Lompat ke isi

Konsep:Teori Penciptaan Al-Qur'an

Dari wikishia

Teori Penciptaan Al-Qur'an (Khalq al-Qur'an) adalah sebuah teori kalam yang menganggap Al-Qur'an sebagai suara dan huruf yang diciptakan oleh Allah dan diturunkan kepada Nabi (saw). Teori ini berlawanan dengan teori keazalian atau sifat qadim (dahulu) Al-Qur'an. Kelompok Muktazilah adalah pembela utama teori penciptaan Al-Qur'an, sementara Ashabul Hadits dan Asy'ariyah menentangnya dan menganggap Al-Qur'an bersifat qadim dan bukan makhluk. Kaum Syiah Imamiyah, dengan mengikuti para Imam (as) mereka, membela pandangan tentang penciptaan dan sifat huduts (kebaharian) Al-Qur'an; namun atas saran para Imam, mereka menjauhkan diri dari terlibat dalam perselisihan tersebut.

Penjelasan Teori

Berdasarkan teori penciptaan Al-Qur'an, Al-Qur'an adalah makhluk Allah dan tidak bersifat azali.[1] Para pembela teori ini meyakini bahwa Al-Qur'an adalah suara dan huruf teratur yang diwahyukan kepada Nabi (saw).[2] Sebaliknya, sekelompok teolog lain dan Ashabul Hadits menganggap Al-Qur'an bersifat qadim dan termasuk dalam sifat esensial Allah.[3] Pandangan ini menganggap Al-Qur'an sebagai makna azali dan hakikat tunggal dari kitab-kitab langit,[4] dan menganggap Al-Qur'an yang dibaca atau didengar bersifat hadits (baru) yang menceritakan tentang Kalamullah yang qadim.[5]

Perbedaan Pandangan Para Teolog

Menurut para peneliti, teori penciptaan Al-Qur'an awalnya dikemukakan oleh Ja'd bin Dirham dan kemudian Jahm bin Safwan,[6] dan Muktazilah membela hal tersebut dengan bersandar pada dalil Al-Qur'an dan akal.[7] Muktazilah meyakini bahwa menganggap Al-Qur'an sebagai qadim memiliki kemiripan dengan pandangan kaum Kristiani mengenai keazalian Nabi Isa (as).[8] Sebaliknya, Ashabul Hadits, Hasywiyah, Kullabiyah, dan beberapa ulama Ahlusunah seperti Ahmad bin Hanbal dan Abul Hasan al-Asy'ari menentang teori ini dan menekankan pada sifat qadim serta ketidak-makhlukan firman Ilahi.[9] Imamiyah juga menentang ke-qadim-an Al-Qur'an dan membela sifat kebaharian (huduts) darinya, namun menurut perkataan Syekh Mufid, demi menghindari kesalahpahaman, mereka menahan diri dari menyematkan label makhluk pada Al-Qur'an secara mutlak.[10]

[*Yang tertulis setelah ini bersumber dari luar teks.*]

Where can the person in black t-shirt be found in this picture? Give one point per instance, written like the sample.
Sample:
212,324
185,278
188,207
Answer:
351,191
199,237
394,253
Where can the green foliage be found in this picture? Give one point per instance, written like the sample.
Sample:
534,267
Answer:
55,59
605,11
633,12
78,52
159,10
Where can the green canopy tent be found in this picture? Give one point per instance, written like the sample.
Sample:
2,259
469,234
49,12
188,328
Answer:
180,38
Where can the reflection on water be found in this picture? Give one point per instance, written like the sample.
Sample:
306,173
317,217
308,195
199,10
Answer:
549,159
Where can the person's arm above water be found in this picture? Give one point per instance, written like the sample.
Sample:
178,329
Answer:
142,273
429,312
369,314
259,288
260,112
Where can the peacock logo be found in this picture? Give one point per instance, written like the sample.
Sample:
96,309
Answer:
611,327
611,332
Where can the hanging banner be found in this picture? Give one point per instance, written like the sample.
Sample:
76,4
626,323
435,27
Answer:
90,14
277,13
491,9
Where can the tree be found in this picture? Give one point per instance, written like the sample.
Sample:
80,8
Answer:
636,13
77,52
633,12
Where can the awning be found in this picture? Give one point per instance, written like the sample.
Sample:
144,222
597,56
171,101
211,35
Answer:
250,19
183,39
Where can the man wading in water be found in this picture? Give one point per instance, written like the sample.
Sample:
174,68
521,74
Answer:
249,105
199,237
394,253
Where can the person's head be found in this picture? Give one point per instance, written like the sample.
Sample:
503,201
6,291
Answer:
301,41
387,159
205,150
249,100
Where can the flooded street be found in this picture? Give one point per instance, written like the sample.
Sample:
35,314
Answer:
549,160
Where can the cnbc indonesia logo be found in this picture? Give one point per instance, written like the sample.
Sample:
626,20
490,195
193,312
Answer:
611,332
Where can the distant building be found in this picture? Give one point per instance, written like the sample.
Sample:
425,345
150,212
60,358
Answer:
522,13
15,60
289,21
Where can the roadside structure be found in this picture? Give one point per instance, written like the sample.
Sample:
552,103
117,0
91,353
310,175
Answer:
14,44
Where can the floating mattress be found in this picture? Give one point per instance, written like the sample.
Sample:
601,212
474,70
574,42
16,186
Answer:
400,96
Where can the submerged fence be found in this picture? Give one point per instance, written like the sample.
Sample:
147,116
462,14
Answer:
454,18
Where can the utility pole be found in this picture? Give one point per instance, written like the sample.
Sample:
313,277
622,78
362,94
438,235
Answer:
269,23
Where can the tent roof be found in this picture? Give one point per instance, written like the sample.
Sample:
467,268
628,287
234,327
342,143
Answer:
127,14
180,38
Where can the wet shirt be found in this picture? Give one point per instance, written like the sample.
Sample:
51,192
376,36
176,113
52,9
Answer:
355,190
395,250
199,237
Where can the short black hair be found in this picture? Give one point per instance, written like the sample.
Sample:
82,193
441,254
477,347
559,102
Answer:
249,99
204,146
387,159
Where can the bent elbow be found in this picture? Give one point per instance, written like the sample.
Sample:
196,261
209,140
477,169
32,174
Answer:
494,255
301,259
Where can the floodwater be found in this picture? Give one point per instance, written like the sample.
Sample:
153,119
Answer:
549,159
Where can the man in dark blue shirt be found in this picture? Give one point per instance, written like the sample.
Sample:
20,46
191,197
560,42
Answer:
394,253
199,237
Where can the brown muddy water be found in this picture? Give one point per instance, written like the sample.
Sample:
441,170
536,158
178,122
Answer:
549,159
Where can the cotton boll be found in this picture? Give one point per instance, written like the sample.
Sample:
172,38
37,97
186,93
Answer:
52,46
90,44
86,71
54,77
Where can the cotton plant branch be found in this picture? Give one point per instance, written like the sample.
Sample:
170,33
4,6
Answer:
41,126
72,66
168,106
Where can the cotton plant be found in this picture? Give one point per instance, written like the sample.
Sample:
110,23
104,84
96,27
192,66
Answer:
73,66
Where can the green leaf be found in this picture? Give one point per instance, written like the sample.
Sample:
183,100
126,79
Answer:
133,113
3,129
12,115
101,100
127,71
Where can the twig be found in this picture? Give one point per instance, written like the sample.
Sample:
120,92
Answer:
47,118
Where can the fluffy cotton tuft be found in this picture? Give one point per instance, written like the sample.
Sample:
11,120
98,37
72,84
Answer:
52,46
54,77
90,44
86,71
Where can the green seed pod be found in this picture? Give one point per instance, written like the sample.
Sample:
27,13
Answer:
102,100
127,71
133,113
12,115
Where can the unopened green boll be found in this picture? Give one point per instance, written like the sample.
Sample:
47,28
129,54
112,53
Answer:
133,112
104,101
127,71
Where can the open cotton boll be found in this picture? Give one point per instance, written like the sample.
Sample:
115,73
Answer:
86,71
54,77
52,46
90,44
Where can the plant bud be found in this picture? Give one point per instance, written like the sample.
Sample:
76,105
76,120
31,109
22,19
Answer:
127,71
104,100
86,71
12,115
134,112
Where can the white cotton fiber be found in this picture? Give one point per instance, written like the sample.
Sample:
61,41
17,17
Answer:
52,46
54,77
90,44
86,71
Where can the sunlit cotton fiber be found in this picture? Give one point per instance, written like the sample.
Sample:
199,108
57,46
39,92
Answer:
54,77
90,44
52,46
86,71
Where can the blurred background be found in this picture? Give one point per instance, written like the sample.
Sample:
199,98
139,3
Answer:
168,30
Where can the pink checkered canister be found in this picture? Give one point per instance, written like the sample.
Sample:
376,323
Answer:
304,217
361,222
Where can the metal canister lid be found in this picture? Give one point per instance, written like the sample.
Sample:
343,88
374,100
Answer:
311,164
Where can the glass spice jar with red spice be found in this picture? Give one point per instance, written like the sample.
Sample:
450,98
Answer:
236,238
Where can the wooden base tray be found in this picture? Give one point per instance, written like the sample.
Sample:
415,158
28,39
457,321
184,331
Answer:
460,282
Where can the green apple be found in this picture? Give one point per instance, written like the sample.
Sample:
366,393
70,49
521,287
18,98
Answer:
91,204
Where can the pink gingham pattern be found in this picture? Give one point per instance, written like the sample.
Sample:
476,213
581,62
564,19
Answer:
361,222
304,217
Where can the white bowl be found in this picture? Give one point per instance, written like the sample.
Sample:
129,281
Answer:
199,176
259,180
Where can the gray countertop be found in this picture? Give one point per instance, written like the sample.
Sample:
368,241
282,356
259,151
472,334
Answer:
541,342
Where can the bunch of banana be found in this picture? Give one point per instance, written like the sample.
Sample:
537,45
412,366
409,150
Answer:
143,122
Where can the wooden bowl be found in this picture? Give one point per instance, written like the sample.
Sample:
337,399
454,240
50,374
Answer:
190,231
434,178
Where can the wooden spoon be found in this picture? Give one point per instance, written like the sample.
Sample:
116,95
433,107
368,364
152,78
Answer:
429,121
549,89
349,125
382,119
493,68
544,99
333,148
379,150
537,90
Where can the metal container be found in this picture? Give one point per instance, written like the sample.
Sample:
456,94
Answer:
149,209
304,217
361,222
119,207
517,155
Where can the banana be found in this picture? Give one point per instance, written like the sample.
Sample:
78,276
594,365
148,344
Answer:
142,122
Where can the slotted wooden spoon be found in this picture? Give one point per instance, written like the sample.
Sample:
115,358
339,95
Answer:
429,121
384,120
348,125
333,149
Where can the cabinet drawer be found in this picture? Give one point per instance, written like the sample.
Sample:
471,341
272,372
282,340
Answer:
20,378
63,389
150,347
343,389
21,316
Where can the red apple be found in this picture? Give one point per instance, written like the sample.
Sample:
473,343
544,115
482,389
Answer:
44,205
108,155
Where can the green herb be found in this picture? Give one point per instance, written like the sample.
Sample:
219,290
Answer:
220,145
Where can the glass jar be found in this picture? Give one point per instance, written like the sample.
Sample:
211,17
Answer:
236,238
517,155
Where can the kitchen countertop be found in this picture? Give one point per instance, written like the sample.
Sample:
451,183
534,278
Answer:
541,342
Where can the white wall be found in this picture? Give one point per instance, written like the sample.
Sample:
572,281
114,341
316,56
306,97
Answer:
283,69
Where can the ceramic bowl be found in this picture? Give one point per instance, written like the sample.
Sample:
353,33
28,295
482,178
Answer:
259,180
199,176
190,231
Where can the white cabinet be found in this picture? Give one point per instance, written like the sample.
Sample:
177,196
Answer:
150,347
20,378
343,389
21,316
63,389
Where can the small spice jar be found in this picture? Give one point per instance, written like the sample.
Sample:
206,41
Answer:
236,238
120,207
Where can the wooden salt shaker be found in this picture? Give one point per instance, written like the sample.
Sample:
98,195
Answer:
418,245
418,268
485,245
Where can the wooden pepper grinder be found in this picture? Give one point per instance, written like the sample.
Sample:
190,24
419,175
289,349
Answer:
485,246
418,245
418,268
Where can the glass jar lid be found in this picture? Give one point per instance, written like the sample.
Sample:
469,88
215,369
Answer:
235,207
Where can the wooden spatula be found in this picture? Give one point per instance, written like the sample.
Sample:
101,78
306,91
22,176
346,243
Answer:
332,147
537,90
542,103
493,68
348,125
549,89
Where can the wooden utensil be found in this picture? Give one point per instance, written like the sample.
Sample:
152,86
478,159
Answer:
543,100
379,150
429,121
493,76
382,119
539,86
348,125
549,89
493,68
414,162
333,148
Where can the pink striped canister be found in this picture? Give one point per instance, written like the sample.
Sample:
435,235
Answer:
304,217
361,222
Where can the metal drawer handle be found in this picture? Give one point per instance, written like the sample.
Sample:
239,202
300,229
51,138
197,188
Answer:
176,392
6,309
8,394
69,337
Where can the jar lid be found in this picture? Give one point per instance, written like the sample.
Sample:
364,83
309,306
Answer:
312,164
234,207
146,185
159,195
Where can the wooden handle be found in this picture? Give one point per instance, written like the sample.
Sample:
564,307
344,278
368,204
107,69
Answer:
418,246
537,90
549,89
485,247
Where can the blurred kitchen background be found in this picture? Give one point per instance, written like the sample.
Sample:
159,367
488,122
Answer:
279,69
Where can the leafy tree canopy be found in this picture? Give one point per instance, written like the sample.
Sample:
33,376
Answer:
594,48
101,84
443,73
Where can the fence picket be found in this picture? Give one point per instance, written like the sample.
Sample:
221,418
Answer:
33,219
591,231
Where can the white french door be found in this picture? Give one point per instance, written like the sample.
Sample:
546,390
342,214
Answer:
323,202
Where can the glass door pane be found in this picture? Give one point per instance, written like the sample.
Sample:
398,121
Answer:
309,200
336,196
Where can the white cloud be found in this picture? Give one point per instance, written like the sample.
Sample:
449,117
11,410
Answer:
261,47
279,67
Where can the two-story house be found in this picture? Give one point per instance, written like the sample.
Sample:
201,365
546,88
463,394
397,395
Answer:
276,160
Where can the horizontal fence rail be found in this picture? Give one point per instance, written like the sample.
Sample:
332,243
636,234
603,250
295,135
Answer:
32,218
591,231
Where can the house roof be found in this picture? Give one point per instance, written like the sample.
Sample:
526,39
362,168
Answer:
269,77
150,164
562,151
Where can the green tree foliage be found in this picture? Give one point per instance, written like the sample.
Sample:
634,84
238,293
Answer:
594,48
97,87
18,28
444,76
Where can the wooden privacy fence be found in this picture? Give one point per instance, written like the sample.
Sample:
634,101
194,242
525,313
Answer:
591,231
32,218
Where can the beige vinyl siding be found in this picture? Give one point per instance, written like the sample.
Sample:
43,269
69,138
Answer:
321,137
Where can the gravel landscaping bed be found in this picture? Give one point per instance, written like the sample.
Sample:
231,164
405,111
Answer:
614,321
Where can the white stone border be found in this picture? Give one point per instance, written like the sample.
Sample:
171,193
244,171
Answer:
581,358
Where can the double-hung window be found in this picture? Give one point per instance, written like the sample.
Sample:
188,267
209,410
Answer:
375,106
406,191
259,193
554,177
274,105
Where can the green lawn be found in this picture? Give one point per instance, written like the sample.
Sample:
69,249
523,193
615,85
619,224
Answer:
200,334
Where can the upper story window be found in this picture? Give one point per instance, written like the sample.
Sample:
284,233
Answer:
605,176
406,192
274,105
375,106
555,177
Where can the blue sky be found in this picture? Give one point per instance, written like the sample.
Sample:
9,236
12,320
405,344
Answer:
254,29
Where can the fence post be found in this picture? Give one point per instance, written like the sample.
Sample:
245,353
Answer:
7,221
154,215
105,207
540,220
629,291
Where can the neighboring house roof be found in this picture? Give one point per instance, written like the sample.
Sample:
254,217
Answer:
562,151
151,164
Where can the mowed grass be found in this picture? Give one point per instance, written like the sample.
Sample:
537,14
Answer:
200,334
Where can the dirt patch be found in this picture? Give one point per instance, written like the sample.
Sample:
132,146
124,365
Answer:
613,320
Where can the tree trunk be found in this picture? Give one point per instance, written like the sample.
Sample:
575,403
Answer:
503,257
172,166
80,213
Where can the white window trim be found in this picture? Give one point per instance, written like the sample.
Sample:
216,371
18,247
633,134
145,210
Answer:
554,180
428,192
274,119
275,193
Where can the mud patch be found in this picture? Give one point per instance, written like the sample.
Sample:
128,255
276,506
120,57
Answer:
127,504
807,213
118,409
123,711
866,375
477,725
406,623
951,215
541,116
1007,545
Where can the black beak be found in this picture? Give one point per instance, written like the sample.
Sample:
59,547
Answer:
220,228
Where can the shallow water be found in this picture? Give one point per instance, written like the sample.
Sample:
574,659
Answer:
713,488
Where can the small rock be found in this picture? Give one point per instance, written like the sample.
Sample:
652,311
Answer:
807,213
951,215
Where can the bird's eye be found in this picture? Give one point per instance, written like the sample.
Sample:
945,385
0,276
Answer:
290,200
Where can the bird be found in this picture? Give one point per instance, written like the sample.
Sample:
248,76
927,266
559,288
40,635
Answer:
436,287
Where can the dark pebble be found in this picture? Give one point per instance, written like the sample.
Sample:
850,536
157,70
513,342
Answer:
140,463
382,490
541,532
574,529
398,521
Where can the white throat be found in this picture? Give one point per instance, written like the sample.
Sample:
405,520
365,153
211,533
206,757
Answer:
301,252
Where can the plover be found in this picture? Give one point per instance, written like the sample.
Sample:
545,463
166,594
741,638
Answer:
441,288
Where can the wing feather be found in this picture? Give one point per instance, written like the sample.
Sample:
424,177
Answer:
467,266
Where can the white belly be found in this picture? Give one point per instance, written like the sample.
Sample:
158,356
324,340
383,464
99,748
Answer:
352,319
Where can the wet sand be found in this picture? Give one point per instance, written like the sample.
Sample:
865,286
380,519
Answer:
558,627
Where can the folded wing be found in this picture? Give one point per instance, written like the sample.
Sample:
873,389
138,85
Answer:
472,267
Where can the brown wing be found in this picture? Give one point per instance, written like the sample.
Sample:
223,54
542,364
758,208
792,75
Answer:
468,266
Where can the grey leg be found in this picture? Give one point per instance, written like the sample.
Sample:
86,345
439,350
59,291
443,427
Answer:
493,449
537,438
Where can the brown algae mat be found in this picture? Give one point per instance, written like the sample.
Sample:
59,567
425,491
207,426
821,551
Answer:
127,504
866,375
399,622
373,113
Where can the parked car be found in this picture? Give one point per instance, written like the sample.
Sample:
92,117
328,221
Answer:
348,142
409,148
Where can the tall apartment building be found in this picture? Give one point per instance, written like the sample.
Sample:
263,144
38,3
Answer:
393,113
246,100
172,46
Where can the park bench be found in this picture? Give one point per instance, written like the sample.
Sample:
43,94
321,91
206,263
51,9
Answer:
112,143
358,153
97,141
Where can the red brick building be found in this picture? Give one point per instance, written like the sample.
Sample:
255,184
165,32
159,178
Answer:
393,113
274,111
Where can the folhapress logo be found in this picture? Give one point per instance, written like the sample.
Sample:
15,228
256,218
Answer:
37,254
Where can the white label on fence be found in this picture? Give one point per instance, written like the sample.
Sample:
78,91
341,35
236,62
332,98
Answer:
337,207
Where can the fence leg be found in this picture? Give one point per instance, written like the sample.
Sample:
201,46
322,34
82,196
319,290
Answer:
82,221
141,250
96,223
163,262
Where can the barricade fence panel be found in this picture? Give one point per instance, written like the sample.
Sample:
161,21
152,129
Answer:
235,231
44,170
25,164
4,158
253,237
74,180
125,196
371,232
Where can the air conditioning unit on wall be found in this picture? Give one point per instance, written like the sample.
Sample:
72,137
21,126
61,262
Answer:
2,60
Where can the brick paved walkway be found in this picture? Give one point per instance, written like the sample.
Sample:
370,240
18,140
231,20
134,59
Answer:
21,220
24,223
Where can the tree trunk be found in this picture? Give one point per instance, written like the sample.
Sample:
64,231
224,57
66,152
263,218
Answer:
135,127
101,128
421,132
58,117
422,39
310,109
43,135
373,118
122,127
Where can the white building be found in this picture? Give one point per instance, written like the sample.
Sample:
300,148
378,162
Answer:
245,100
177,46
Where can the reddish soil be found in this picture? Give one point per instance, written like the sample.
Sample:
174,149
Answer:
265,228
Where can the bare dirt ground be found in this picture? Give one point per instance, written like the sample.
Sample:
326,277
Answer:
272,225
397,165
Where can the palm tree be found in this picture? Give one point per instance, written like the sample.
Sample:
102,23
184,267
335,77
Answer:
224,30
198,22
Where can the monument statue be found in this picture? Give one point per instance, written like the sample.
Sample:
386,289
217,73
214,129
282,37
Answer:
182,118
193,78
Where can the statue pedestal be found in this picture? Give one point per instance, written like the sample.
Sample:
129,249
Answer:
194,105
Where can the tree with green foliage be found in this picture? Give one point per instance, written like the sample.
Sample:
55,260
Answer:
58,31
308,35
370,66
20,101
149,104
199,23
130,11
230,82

Dalil-dalil Penciptaan Al-Qur'an

Beberapa dalil yang diajukan oleh pembela teori penciptaan dan kebaharian Al-Qur'an adalah sebagai berikut:

Dalil Aqli:

  • Kalam, dikarenakan hakikat kebahariannya, terdiri dari jenis huruf dan suara yang awalnya tidak ada, kemudian menjadi ada, dan akhirnya menjadi tiada. Sifat bahari ini dikarenakan kalam terdengar dalam rentang waktu tertentu dan tidak dipersepsikan sebelum maupun sesudahnya.[11]
  • Adanya pendahulu (taqaddum) dan pengikut (ta'akhkhur) huruf dalam kalam, seperti perbedaan antara "al-Hamdu" dan "al-Mad-hu", memerlukan jarak waktu yang menunjukkan kebaharian seluruh kalam tersebut. Misalnya dalam "al-Hamdu", kita berhadapan dengan lima huruf di mana sebagian mendahului sebagian lainnya.[12]

Dalil Naqli:

  • Allah dalam beberapa ayat memperkenalkan Al-Qur'an sebagai "Dzikr"[13] dan dalam ayat lain menyebut "Dzikr" bersifat "Muhdath" (baharu/baru diciptakan);[14] maka Al-Qur'an adalah makhluk dan bahari, bukan qadim dan berdiri sendiri.[15]
  • Allah dalam beberapa ayat menyebut Al-Qur'an sebagai "Hadits" (perkataan baru);[16] akibatnya, Al-Qur'an sebelumnya tidak ada kemudian menjadi ada dan tercipta.[17]
  • Allah dalam ayat-ayat Al-Qur'an mengabarkan tentang nasakh dan perubahan ayat-ayat[18] dan hal ini selaras dengan kebaharian Al-Qur'an, bukan dengan ke-qadim-annya.[19]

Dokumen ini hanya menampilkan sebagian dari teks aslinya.